Ridouts currently has conduct of almost a dozen cases concerning this issue – some of which are heading to the Tribunal. Our views and concerns about the validity and application of the guidance is widely known but to have inspection staff “on the ground” conveying inaccurate information and making decisions about providers’ businesses is wholly unacceptable. Individual inspectors are discouraging growth because a proposed service doesn’t fit with their outdated and misguided interpretation of the guidance. They offer providers no information about what a provider must submit in order to prompt the CQC’s “discretion”. The whole issue is a game of roulette.
Providers ought to be able to rely on a uniform approach where all inspectors have the same level of expertise and can exercise the same level of understanding and reasonableness when making decisions. Unfortunately, individual personalities, skillsets and degrees of diligence mean that interactions and subsequent reports / decisions from the CQC are inconsistent. This is having an enormous impact on the health and social care sector where services are closing down because they can no longer take the unfairness of a system that is geared against them and that appears to be intent on limiting growth.

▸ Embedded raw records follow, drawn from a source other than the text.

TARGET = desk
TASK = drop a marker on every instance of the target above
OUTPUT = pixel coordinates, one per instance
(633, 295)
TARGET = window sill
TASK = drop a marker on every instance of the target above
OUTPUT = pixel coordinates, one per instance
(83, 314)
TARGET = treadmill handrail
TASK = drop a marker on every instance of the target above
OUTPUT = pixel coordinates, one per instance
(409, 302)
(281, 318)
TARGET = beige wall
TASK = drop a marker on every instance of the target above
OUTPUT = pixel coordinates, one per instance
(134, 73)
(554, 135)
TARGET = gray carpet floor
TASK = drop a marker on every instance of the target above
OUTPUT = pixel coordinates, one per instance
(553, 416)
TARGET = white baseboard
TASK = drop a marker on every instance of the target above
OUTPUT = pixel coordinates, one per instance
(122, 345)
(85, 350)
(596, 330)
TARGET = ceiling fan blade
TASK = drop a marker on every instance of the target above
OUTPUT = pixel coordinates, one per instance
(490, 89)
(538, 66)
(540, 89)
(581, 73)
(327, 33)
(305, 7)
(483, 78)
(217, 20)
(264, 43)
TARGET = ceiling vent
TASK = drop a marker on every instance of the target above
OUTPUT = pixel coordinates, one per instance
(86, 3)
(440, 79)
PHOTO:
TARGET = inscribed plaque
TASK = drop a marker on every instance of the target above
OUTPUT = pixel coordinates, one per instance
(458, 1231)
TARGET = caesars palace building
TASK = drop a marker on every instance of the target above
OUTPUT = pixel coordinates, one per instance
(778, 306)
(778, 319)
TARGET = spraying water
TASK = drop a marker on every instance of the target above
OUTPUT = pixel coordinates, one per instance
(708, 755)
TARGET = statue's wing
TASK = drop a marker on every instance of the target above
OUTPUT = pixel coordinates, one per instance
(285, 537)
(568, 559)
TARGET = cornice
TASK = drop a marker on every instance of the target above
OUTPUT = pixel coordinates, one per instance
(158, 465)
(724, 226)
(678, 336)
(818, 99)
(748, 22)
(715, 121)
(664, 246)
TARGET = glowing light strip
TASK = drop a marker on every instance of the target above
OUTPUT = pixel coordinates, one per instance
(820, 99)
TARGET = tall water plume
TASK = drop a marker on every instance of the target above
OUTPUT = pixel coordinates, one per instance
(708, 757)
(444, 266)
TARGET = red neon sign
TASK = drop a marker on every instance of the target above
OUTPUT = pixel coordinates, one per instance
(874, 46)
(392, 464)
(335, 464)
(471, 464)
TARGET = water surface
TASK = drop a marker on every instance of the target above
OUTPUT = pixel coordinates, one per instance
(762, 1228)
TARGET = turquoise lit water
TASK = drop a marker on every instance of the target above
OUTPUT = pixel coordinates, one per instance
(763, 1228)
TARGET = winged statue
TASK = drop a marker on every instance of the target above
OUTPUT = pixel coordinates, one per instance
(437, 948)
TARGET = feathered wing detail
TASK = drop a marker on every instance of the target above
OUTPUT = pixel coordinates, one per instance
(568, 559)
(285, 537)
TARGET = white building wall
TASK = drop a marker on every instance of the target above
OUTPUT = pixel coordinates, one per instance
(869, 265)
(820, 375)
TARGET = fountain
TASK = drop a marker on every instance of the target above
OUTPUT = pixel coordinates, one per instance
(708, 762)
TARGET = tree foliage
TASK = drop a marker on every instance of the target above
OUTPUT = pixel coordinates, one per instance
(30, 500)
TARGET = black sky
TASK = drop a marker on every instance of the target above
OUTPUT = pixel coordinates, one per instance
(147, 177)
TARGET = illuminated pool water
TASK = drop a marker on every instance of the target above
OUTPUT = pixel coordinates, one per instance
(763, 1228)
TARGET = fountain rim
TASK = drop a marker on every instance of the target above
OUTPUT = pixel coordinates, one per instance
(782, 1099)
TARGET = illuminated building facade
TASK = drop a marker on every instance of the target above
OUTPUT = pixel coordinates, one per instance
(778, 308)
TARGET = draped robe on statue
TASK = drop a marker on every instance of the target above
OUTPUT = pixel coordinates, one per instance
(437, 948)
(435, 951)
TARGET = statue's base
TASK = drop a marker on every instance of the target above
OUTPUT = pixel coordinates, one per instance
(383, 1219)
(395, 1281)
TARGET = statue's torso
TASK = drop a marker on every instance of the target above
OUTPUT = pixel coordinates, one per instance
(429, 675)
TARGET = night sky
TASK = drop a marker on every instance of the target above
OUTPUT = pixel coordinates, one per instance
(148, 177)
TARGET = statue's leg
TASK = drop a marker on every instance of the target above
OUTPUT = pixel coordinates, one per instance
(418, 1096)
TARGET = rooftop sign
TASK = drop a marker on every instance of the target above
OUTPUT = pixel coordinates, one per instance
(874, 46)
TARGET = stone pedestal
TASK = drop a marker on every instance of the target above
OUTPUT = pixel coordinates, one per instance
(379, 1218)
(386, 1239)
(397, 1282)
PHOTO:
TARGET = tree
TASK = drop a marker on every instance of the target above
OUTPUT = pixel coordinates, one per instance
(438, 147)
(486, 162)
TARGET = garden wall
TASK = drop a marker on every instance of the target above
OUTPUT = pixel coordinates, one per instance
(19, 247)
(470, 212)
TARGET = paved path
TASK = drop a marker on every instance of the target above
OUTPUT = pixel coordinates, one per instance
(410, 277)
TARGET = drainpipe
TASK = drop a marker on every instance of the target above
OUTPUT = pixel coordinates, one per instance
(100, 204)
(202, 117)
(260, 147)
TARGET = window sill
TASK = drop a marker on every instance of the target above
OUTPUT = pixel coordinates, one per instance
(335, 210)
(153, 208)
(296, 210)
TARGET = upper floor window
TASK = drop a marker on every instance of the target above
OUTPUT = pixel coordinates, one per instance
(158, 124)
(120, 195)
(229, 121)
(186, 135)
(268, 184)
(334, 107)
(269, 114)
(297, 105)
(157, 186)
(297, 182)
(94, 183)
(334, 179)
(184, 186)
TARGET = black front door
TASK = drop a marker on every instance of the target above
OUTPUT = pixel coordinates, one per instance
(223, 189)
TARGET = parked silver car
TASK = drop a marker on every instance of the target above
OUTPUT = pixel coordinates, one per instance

In the very near future we will wonder why there aren’t enough services for people with learning disabilities that need care but want to live in the community or beds for vulnerable older people that can no longer safely live in their own homes. I hope the CQC realises the impact that it has and that it must acknowledge that it has a responsibility to providers as well as service users. The CQC could be a force for good, advising and encouraging good care and identifying positive examples in the sector. Instead it has morphed into a press machine desperate to show the public that it can flex its muscles to take enforcement action against “poor providers”. Whilst the cause is admirable, the reality is that decisions are being based on unreliable evidence that is being gathered by a staff team that is inconsistent and who cannot guarantee a fair or impartial approach.